Highlights & Insights¶
- First application of KAN to embedding mapping: This work demonstrates that learnable activation functions in KAN genuinely outperform conventional MLP for nonlinear mapping of high-dimensional structured data (facial embeddings).
- Framework-level thinking: The face reconstruction problem is elegantly reformulated as a two-stage pipeline of "embedding space mapping + pretrained generation," enabling an extremely lightweight mapping network.
- Comprehensive security evaluation: The framework covers standard FR, PPFR, partial leakage, protected embeddings, and protected images, offering practical value for real-world security assessment.
- High training efficiency: A 3-layer network trained in 3 hours with 2.6-second inference significantly outperforms existing methods.
Limitations & Future Work¶
- The framework depends on IPA-FaceID as the generation backend; it would become ineffective if this model is updated or deprecated.
- The text prompt is fixed as "front portrait of a person," which may limit reconstruction accuracy for non-frontal faces.
- FEM requires black-box query access to the target FR system to construct training data.
- ASR drops noticeably for low-resolution faces (LFW 112×112).
- When the embedding leakage rate falls below 30%, reconstructed faces exhibit visible artifacts.
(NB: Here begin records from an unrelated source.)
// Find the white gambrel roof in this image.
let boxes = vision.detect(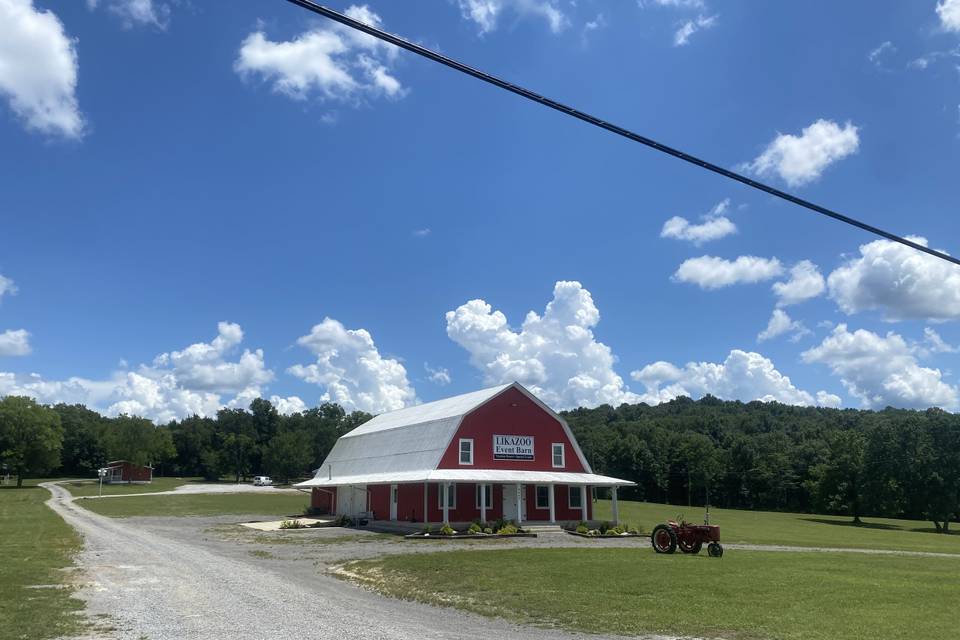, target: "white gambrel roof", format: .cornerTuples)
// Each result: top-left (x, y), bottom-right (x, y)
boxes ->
(296, 382), (633, 488)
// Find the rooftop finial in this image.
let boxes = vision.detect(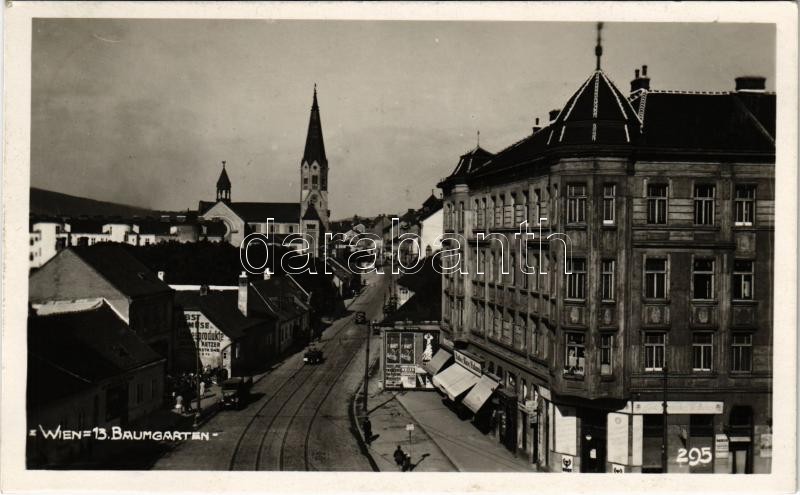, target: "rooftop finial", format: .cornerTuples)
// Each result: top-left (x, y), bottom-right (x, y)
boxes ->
(594, 22), (603, 70)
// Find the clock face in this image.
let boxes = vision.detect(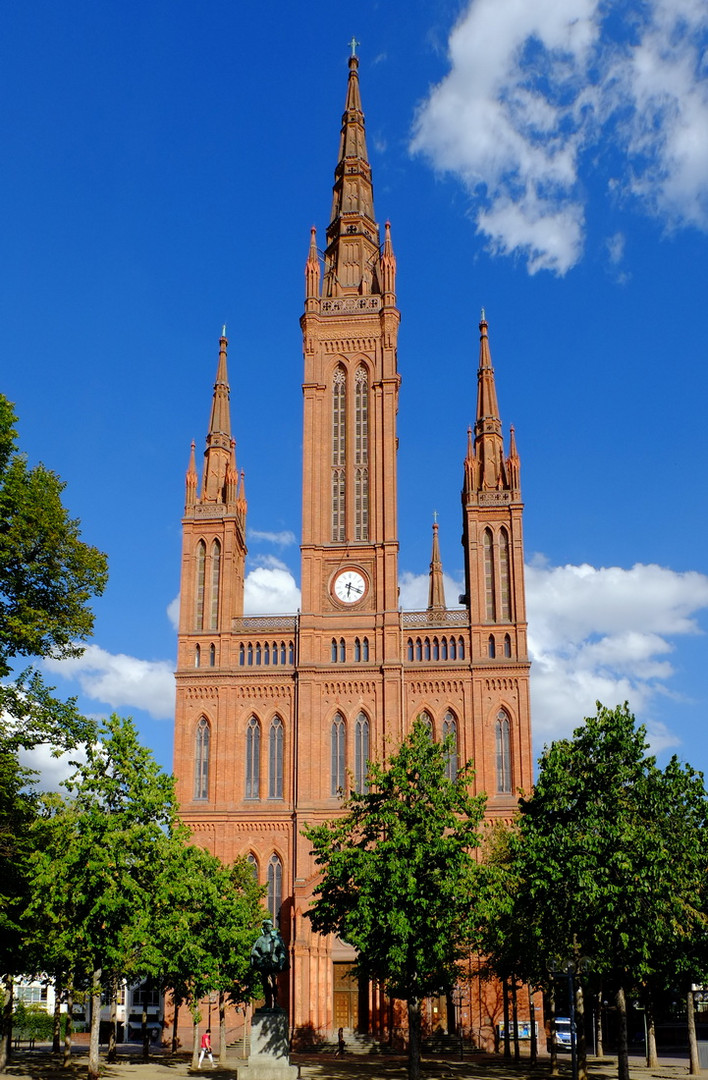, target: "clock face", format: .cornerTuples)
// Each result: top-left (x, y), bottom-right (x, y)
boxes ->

- Only MSE loss is employed; alternative distance metrics (e.g., cosine distance, contrastive loss) are not explored.
Related Work & Insights¶
- FEM can serve as an evaluation tool for the privacy security of FR/PPFR systems, quantifying the privacy leakage risk of different protection algorithms.
- The results inspire security research: embedding protection algorithms, particularly MLP-Hash, require redesign to resist mapping-based attacks.
- KAN may have application potential in other embedding space alignment tasks, such as cross-modal retrieval and domain adaptation.
- This work underscores the "embedding-as-privacy" security paradigm: even when images are protected, embedding vectors may still leak identity information.
Rating¶
- Novelty: ⭐⭐⭐⭐ (Novel application of KAN to embedding mapping; framework design is elegant and concise)
- Experimental Thoroughness: ⭐⭐⭐⭐⭐ (Covers diverse FR/PPFR systems, multiple attack scenarios, and resource comparisons)
- Writing Quality: ⭐⭐⭐⭐ (Clear structure with detailed experimental setup)
- Value: ⭐⭐⭐⭐ (Practically significant for privacy security research; exposes security risks in PPFR systems)